There is a dearth of economic data today, but rumours are swirling around the market. There are rumours of traders being asked to stay late in Tokyo in case of Bank of Japan intervention to weaken the yen, the Swiss National Bank may be poised to act this weekend and the best of all is the rumour of an emergency Fed meeting – that is when we know things have become really bad. Stocks are also getting hit from August options expiries that are exacerbating the selling.

Right now global stocks have retraced nearly 50 per cent of the recovery from March 2009 lows to May 2011 highs and USD/JPY is back below 76.50. Interestingly, investors seem to be taking the Swiss National Bank seriously and USD/CHF and EUR/CHF has remained fairly well supported today. The dollar has fallen sharply as the euro has strengthened. An announcement that the Spanish government had passed austerity measures to try and reduce its deficit may have helped prop up the euro so far this afternoon.

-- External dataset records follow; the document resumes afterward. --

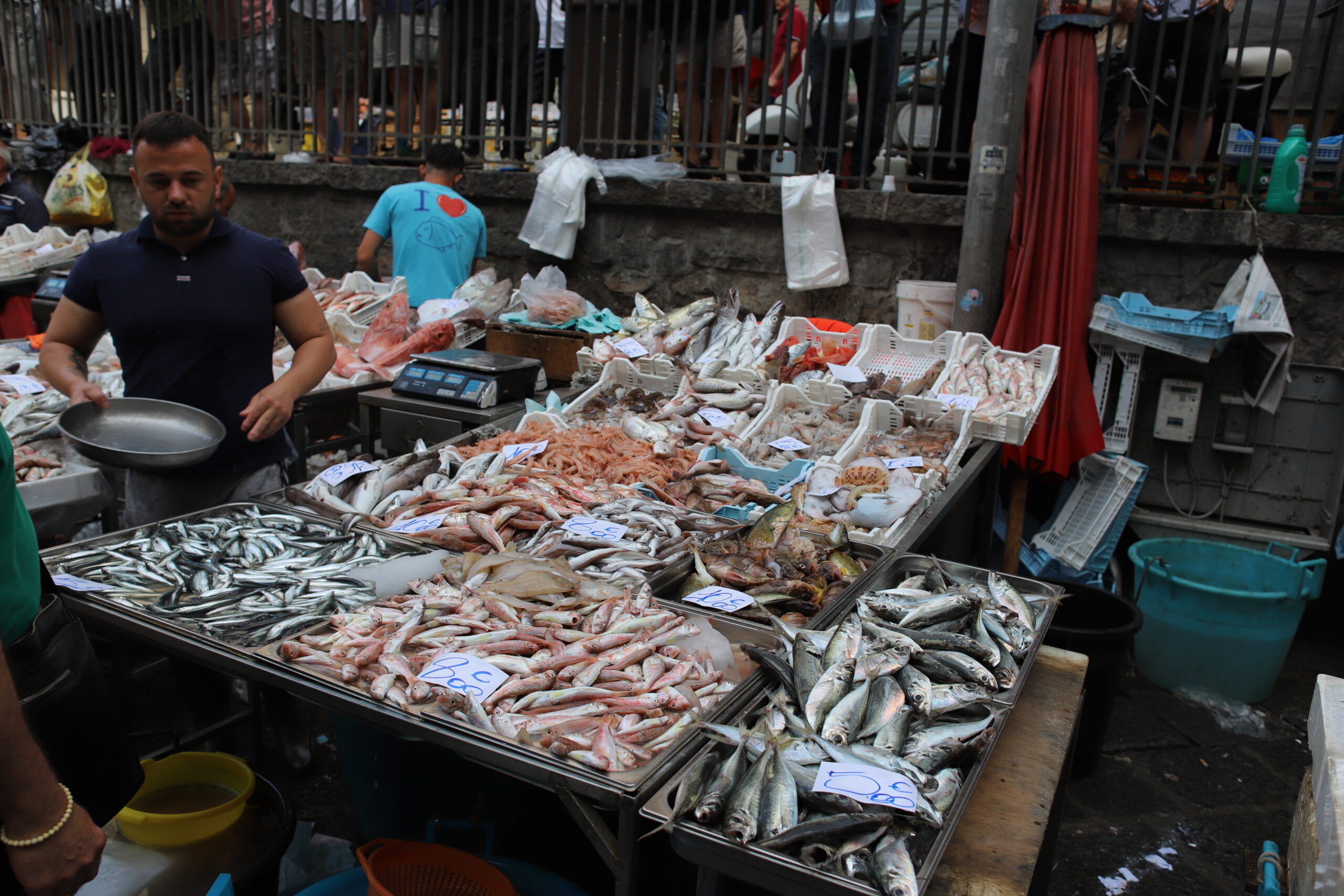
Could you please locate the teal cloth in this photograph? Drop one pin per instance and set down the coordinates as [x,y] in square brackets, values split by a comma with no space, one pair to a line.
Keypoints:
[596,321]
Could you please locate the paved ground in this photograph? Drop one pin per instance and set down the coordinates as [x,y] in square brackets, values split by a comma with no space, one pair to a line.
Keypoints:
[1170,779]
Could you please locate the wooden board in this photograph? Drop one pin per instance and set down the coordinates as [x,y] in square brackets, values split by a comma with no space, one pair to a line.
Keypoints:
[994,852]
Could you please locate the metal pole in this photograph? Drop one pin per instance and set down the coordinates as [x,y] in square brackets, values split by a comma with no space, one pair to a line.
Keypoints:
[994,166]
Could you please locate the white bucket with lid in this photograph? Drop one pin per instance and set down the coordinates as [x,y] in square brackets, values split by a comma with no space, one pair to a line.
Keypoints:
[924,308]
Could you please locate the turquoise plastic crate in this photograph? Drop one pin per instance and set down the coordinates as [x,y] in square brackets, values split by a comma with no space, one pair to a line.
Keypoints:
[774,480]
[1136,311]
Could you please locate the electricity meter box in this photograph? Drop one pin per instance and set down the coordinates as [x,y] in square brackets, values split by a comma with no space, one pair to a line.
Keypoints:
[1284,472]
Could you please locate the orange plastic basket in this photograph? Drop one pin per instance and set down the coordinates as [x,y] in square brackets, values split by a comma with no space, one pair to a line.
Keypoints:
[407,868]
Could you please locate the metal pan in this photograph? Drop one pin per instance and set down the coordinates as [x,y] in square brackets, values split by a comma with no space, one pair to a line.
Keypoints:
[743,695]
[142,433]
[781,873]
[53,556]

As stocks have collapsed gold hit a new record high at $1,880. Interestingly, near-term gold contracts are trading at a higher rate than longer term contracts. This is called backwardation and signals that investors are spooked by the current environment, but don’t necessarily think it will persist. There is still much uncertainty out there, although we know growth will fall, we don’t know how deep it will be and whether the West’s economies will experience a double-dip. Added to that Europe’s policy makers seem unwilling to pull out all of the stops to halt contagion from the sovereign debt crisis. Although we would note that Europe’s bond markets have been fairly calm in the past week even as risky assets have sold off sharply, this suggests the European Central Bank may be active in the market.

Europe’s banking sector continues to weigh on the overall markets. Fears are growing about a funding freeze for some of Europe’s banks. Not only are some banks under-capitalised relative to their US peers, but they also having exposure to Europe’s weakest economies and they hold massive amounts of sovereign debt. Rumours were swirling that some banks are unable to access funds in the market and are having to use central bank dollar swap facilities. This happened back in 2008. Back then banks wouldn’t lend to each other and it caused the collapse of Lehman Brothers and the near collapse of Bear Stearns and Merrill Lynch. This week the Fed provided $200mn of liquidity to the Swiss National Bank this week via its swap facility lines for foreign central banks. Swiss banks have come out and denied the funding was for them; however, someone borrowed that money, which suggests that a bank in Europe is in trouble. So the rumour mill continues to grind.

Ahead today watch out for US Treasury yields. They fell to record lows yesterday; it will be interesting to see if investors continue to buy up US debt as fear grips the markets. If Treasuries remain bid then we could see a recovery in the dollar as we saw yesterday, which may pressure dollar crosses into the European close.